I’m having great difficulty in finding the drive to catch up with work in the garden this spring. Gardening, to me, is growing vegetables, as I expect flowers and girly stuff like that to be able to manage on its own – also I have been discouraged by 20 years of living with ground elder and, as it can’t be got rid of – not when it’s among shrubs – I ignore it except to notice that the flowers are actually quite pretty.

But vegetable growing is my passion. So what, strictly in gardening terms of course, has happened to my libido?
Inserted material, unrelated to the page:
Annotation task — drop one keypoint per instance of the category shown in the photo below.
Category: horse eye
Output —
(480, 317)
I have thought of several reasons, such as the cold spring which has made everything late, the succession of colds I’ve had which make me wheeze if I exert myself (well, unless it’s something I really want to do, in which case I seem to find the breath and the energy) and the fact that, now I grow veg for the shop it’s turned into a job instead of a hobby. I’ve even wondered if, now there’s a baby in the family I am directing all my caring and nurturing side to her and no longer need to raise plants – but that seems a bit fanciful.
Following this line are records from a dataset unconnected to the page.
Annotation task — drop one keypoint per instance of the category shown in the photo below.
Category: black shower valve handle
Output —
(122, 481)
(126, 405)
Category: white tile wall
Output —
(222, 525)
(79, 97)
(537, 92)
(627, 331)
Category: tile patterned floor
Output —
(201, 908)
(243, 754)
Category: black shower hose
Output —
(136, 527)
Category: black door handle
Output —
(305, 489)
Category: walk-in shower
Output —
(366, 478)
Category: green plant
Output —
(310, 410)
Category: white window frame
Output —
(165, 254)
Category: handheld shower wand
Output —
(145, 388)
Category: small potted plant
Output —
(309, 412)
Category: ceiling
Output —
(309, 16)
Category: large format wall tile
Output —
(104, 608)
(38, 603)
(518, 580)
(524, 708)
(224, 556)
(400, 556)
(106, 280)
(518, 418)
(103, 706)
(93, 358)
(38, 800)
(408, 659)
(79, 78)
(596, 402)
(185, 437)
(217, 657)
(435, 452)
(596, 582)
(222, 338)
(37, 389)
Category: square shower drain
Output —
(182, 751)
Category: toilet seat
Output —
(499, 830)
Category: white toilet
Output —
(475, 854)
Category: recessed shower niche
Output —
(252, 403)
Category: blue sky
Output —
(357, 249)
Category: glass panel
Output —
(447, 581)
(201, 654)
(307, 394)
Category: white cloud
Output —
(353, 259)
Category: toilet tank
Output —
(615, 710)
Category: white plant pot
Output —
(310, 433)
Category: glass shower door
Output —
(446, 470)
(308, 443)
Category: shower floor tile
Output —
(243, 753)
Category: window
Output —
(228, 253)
I think, perhaps, it’s a reflection of the rest of my life. Gardening used to be how I relaxed. I longed to get out into the greenhouse, to pot up seedlings and tend the plants, to check, eagerly, how each radish and lettuce was growing and anticipate, dribblingly, the day when I could pick the first of the new harvest. A whole meal would be planned around baby broad beans, asparagus, tiny new potatoes. And I’m sure that, when that time comes in a few weeks, I will be just as excited (look, I lead a dull enough life for that to be how I get my kicks).
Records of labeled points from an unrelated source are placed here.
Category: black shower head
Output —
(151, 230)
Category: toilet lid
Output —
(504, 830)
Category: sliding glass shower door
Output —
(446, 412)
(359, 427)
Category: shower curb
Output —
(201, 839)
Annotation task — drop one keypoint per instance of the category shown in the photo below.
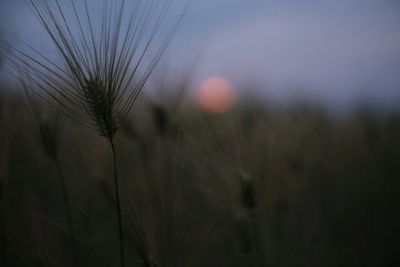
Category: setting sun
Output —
(216, 94)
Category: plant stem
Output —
(67, 207)
(118, 200)
(256, 243)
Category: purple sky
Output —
(337, 51)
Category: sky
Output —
(338, 52)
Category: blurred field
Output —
(250, 187)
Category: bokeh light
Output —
(216, 95)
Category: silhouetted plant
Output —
(103, 69)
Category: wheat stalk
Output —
(103, 69)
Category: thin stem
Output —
(256, 243)
(118, 200)
(67, 207)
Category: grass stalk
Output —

When my children were little and squabbled, the greenhouse was my refuge. Anyone was welcome to come and join me, to work or chat or just watch, but tranquillity was insisted upon. It was no use to come and complain about little brother or big sister, it was not allowed. And later there were other tensions and stresses. Now, these don’t exist. Middle age is rather an enjoyable place to be. My children are grown up and lovely and no longer dependent on me, I no longer have aged parents to be responsible for (yes, this is two-edged, but being a ‘carer’ is a burden, even if willingly shouldered) and my husband and I run our business in a low-key way that we can easily manage. We’re both busy with our various interests, but we can afford to be quite disorganised about it all as we know we can catch up when it matters.

I think I’ve just said that I’ve become so lazy that I can’t be bothered to pot up the tomatoes. Maybe I should sharpen the razor-blade. Or, as the song concludes, go for the six parts of gin to one part vermouth.

Half past six. Time for a glass of something, certainly. And time to water the greenhouse.